Through most of the album, Gomez dabbles in different genres and tries out different personas with little success. Following her friend Taylor Swift’s lead, she adds ’80s pop sounds to “Sober” and “Me & the Rhythm,” but is unable to back them up with the charm and exuberance that Swift brought to her latest record. On the tropical house track “Survivors,” her vocals are sluggish enough to induce sleep. Unfortunately, you’ll immediately be awakened by Gomez’s loud and unconvincing Shakira impersonation in “Body Heat.” The album’s opening and closing numbers, “Revival” and “Rise,” offer vaguely empowering messages, but these are muddled by strip club vibes from the fawning lead single, “Good For You.”

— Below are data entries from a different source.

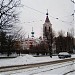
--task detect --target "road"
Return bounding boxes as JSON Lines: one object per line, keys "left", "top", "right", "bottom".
{"left": 0, "top": 58, "right": 75, "bottom": 75}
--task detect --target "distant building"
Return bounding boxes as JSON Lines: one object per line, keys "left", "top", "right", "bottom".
{"left": 24, "top": 38, "right": 36, "bottom": 50}
{"left": 21, "top": 27, "right": 43, "bottom": 50}
{"left": 21, "top": 37, "right": 43, "bottom": 50}
{"left": 20, "top": 11, "right": 53, "bottom": 51}
{"left": 43, "top": 11, "right": 57, "bottom": 54}
{"left": 43, "top": 11, "right": 52, "bottom": 41}
{"left": 13, "top": 40, "right": 21, "bottom": 50}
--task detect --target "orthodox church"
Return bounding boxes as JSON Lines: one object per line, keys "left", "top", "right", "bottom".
{"left": 43, "top": 11, "right": 52, "bottom": 41}
{"left": 21, "top": 11, "right": 53, "bottom": 50}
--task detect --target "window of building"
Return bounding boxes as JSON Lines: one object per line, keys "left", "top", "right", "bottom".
{"left": 45, "top": 27, "right": 47, "bottom": 32}
{"left": 49, "top": 27, "right": 50, "bottom": 31}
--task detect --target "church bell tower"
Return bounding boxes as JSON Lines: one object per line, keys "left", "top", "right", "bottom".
{"left": 43, "top": 10, "right": 52, "bottom": 41}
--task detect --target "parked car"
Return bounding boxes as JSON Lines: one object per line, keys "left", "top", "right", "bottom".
{"left": 58, "top": 52, "right": 71, "bottom": 58}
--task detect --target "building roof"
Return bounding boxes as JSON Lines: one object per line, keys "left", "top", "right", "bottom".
{"left": 45, "top": 15, "right": 50, "bottom": 22}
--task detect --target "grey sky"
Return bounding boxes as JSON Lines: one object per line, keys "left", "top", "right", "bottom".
{"left": 19, "top": 0, "right": 74, "bottom": 38}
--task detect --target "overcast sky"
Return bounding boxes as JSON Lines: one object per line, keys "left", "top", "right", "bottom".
{"left": 18, "top": 0, "right": 74, "bottom": 38}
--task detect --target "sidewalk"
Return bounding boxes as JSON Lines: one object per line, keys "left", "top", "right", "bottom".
{"left": 0, "top": 53, "right": 18, "bottom": 59}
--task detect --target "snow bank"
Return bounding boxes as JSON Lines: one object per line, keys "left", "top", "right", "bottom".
{"left": 0, "top": 54, "right": 59, "bottom": 67}
{"left": 0, "top": 54, "right": 75, "bottom": 67}
{"left": 0, "top": 54, "right": 36, "bottom": 67}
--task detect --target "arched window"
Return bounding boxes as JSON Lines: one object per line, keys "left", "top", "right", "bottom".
{"left": 49, "top": 27, "right": 50, "bottom": 31}
{"left": 45, "top": 27, "right": 47, "bottom": 32}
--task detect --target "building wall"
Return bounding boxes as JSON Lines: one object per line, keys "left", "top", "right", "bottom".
{"left": 21, "top": 38, "right": 39, "bottom": 50}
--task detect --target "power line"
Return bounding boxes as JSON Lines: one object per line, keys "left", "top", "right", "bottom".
{"left": 23, "top": 4, "right": 74, "bottom": 25}
{"left": 23, "top": 20, "right": 43, "bottom": 24}
{"left": 71, "top": 0, "right": 75, "bottom": 4}
{"left": 24, "top": 5, "right": 45, "bottom": 14}
{"left": 21, "top": 19, "right": 73, "bottom": 26}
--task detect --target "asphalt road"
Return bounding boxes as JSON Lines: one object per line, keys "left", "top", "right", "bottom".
{"left": 0, "top": 58, "right": 75, "bottom": 73}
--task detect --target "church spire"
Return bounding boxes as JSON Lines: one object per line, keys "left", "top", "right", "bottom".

Revival’s best songs deal with the emotional turmoil of Gomez’s relationship with her handsome, hard-living ex. Whispering over the sparse, thumping beat, dark guitar line, and gasping background vocals of “Hands to Myself,” Gomez admits that it wasn’t easy to leave The Biebs. “I mean, I could, but why would I want to?” she quips, before the song ends in a booming crescendo. On the following track, “Same Old Love,” a grainy trip-hop piano loop leads into a scathing hook, written and recorded with Charli XCX. “I’m so sick of that same old love / My body’s had enough,” the two women snarl. But as the feisty Brit injects the song with her unique personality, you realize how much Gomez struggles to do the same throughout the album.
It’s reassuring that Gomez is moving beyond the generic club music that pervaded her previous album, Stars Dance. But she clearly hasn’t yet found her niche in the pop landscape. With Revival, she takes listeners along on an uncomfortable and ultimately fruitless search for it.